Too bad the apple watch didnt have android support, fitbits are just not as good.

i think they got greedy with the app store. it _used_ to be “customer experience”, now it is “MOOONEEEYYYYYY!!!!!!!!”.

see how they reacted to the EU regulation requirements. they just want to keep competition out at every imaginable cost. sensible, from a business perspective, yet from a _users_ perspective not the most agreeable move. i want to have devices again which i actually _own_, not devices i’m “allowed to use” as long as they don’t cancel my account.

Steve Jobs. Let’s be honest the dude was eccentric and “cool” to the people who bought apple products.

Apple is just a ginormous megacorp now. Not even just a megacorp.

Like, yeah the MacBooks are nice and the phones work well enough. But can I be honest? They’re not that cool.

All these mega corporations know they are in the enshittification phase. That’s why all the products are bland. There is no soul at all. All the marketing is woke and cringe (I’m a brown dude btw) and doesn’t even reflect reality let’s be honest unless you’re in some Truman show headspace.

What happened to the translucent back covers on a Mac? Why aren’t there different colors that are actually appealing? You guys remember the iPod and its various colors right?

What happened to the silhouettes of people dancing while enjoying an apple product instead of weird looking people in some dystopian cyberpunk looking ads that do nothing to evoke wonder or awe.

Sorry but that’s my view on it. Maybe I’m off base I don’t give a f. All I know is I’m not impressed. I just hold apple stocks because they’re a monopoly now. Not because I buy their latest products.

My theory is that apple is trying to market to Asians (Indians and Chinese especially) where the culture is not individualistic. I’m Asian myself and it’s noticeable in our cultures at a high level. It’s all conformity and stay in your lane! type of mentality.

I miss the 90s and early 2000s when American companies made products for Americans. They extruded individuality and people all over the world did look up to that level of coolness. Now it’s all just hues of gray and boring.

They are now too big to experiment and fail with any product line. And don’t know if the majority of their shareholders will agree on that model anyway. I mean they still have lacklustre products, but the appetite for risk isn’t there. The only thing they are betting money on in the last decade is poor software quality.

I guess it depends on what you expect. IMHO, they still make the best OS for personal computers. And Apple Silicon is pretty awesome too.

It’s what happens when any company gets big enough and starts monitoring competitors vs. innovating. I love working for startups that get bigger and bigger, but this eventually happens. It sucks the fun out of working there.
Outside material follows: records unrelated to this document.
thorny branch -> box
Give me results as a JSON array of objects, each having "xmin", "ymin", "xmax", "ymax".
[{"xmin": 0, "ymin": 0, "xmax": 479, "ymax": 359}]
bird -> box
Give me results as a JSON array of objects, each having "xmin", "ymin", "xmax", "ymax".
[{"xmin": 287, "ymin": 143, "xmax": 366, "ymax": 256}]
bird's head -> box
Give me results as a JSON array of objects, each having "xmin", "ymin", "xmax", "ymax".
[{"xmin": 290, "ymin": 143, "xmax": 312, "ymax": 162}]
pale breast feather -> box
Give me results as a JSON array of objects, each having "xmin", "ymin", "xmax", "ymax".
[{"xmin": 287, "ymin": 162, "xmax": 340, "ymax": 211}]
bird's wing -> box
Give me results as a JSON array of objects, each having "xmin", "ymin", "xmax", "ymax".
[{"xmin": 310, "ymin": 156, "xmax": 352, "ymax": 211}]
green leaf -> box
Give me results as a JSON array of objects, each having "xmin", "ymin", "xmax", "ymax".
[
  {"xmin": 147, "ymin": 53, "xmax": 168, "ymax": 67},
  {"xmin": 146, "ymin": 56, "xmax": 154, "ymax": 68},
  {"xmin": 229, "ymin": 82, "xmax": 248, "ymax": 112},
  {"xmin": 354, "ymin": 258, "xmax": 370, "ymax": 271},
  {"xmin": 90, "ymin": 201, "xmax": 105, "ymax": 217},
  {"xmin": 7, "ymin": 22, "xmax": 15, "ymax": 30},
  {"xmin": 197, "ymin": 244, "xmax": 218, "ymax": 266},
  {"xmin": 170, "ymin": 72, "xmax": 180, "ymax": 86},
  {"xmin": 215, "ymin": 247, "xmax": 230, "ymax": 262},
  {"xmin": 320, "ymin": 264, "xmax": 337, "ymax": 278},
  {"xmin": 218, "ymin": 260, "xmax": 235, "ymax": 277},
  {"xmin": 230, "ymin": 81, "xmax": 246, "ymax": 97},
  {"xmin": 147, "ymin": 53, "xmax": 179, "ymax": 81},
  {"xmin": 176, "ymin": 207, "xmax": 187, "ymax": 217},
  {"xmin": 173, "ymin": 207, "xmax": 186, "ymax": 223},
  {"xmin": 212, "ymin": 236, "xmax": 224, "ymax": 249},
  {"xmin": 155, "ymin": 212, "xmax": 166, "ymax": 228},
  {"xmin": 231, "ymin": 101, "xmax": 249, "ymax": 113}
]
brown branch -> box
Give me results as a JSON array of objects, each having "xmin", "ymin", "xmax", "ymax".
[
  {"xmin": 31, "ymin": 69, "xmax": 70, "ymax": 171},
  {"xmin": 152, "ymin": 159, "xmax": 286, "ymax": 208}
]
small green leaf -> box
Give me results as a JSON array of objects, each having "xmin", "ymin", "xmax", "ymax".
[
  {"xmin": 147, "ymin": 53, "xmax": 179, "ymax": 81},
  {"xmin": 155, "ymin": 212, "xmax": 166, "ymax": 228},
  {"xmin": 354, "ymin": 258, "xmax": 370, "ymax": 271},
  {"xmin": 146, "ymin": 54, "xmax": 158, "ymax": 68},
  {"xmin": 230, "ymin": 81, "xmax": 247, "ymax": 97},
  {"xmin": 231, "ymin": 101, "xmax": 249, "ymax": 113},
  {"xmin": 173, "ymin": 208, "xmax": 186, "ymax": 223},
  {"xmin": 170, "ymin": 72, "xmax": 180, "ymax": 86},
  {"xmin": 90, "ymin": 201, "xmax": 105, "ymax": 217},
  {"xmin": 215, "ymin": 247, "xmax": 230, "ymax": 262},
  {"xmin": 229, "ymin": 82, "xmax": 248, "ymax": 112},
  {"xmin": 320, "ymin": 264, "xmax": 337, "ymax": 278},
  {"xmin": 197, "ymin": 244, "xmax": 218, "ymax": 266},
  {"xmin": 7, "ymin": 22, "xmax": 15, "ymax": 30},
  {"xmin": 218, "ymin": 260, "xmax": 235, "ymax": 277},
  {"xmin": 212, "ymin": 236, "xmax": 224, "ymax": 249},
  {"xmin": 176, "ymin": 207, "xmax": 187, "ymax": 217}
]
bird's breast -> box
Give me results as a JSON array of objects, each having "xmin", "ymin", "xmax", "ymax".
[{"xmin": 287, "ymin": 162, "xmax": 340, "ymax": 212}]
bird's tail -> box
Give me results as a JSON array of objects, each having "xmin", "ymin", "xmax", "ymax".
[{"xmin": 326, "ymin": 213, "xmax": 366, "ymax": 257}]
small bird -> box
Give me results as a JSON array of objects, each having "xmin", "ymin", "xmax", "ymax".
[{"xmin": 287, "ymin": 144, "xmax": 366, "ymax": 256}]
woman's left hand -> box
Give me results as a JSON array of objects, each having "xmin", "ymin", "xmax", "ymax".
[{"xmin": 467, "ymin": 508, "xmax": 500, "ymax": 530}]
They’re in their “Balmer era”. They’ll emerge one day when they find their Satya. Their boring and often agonizing existence will continue until then.

> what happened to ” We’ll just build it first and fast and get feedback later. Customers don’t know what they want anyway.”
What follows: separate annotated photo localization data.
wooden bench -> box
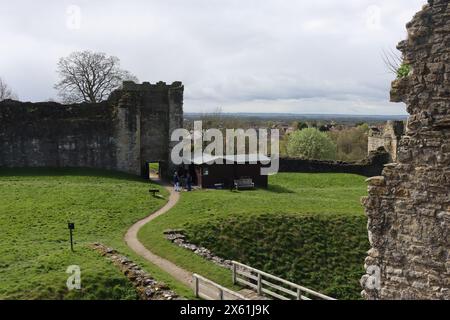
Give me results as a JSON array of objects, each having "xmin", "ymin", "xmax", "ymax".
[
  {"xmin": 214, "ymin": 183, "xmax": 225, "ymax": 189},
  {"xmin": 149, "ymin": 189, "xmax": 160, "ymax": 197},
  {"xmin": 234, "ymin": 178, "xmax": 255, "ymax": 190}
]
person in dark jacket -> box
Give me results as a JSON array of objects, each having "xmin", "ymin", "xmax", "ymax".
[
  {"xmin": 186, "ymin": 172, "xmax": 192, "ymax": 191},
  {"xmin": 173, "ymin": 171, "xmax": 180, "ymax": 192}
]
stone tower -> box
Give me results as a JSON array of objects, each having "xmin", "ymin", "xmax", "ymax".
[
  {"xmin": 110, "ymin": 81, "xmax": 184, "ymax": 178},
  {"xmin": 361, "ymin": 0, "xmax": 449, "ymax": 299}
]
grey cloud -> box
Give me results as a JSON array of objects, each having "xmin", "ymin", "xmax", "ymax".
[{"xmin": 0, "ymin": 0, "xmax": 425, "ymax": 114}]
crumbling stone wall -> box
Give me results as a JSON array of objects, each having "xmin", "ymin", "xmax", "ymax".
[
  {"xmin": 0, "ymin": 81, "xmax": 183, "ymax": 178},
  {"xmin": 91, "ymin": 243, "xmax": 179, "ymax": 300},
  {"xmin": 361, "ymin": 0, "xmax": 449, "ymax": 300},
  {"xmin": 368, "ymin": 121, "xmax": 405, "ymax": 162}
]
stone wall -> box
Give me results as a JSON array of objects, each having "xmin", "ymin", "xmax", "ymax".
[
  {"xmin": 91, "ymin": 243, "xmax": 179, "ymax": 300},
  {"xmin": 279, "ymin": 148, "xmax": 390, "ymax": 177},
  {"xmin": 0, "ymin": 81, "xmax": 184, "ymax": 178},
  {"xmin": 368, "ymin": 121, "xmax": 405, "ymax": 162},
  {"xmin": 361, "ymin": 0, "xmax": 450, "ymax": 300}
]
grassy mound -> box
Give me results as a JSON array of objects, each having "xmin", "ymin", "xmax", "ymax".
[
  {"xmin": 185, "ymin": 213, "xmax": 368, "ymax": 299},
  {"xmin": 0, "ymin": 168, "xmax": 195, "ymax": 299},
  {"xmin": 138, "ymin": 173, "xmax": 369, "ymax": 300}
]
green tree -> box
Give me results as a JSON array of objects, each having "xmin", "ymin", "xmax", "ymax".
[
  {"xmin": 290, "ymin": 121, "xmax": 308, "ymax": 131},
  {"xmin": 328, "ymin": 124, "xmax": 369, "ymax": 161},
  {"xmin": 286, "ymin": 128, "xmax": 337, "ymax": 160}
]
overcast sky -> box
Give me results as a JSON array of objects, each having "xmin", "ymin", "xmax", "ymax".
[{"xmin": 0, "ymin": 0, "xmax": 425, "ymax": 115}]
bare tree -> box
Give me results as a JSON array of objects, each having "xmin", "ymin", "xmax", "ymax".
[
  {"xmin": 201, "ymin": 106, "xmax": 224, "ymax": 129},
  {"xmin": 0, "ymin": 77, "xmax": 17, "ymax": 101},
  {"xmin": 54, "ymin": 50, "xmax": 138, "ymax": 104}
]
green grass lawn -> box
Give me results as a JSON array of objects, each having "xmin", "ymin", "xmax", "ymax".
[
  {"xmin": 0, "ymin": 169, "xmax": 368, "ymax": 300},
  {"xmin": 138, "ymin": 173, "xmax": 369, "ymax": 300},
  {"xmin": 0, "ymin": 168, "xmax": 194, "ymax": 299},
  {"xmin": 148, "ymin": 162, "xmax": 159, "ymax": 172}
]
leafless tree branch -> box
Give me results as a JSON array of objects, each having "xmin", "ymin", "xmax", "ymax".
[
  {"xmin": 382, "ymin": 48, "xmax": 403, "ymax": 75},
  {"xmin": 0, "ymin": 77, "xmax": 18, "ymax": 101},
  {"xmin": 54, "ymin": 50, "xmax": 138, "ymax": 104}
]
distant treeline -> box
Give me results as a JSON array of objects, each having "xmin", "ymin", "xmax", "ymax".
[{"xmin": 184, "ymin": 112, "xmax": 407, "ymax": 125}]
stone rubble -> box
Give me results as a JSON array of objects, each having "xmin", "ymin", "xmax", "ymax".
[
  {"xmin": 91, "ymin": 243, "xmax": 180, "ymax": 300},
  {"xmin": 164, "ymin": 229, "xmax": 233, "ymax": 269}
]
Doesn’t that describe the Vision Pro, which just released a few weeks ago?

I got the impression that the Vision Pro was less well-baked than previous forays into existing fields, like the iPod — but maybe I’m wrong as I have not tried it myself, and am only parroting what I’ve read

It’s a very tough space to enter but compare it to the iPhone 1 which launched with no App Store, no GPS, 2G instead of 3G, etc. because the pricing was just too hard to hit with those features at the time.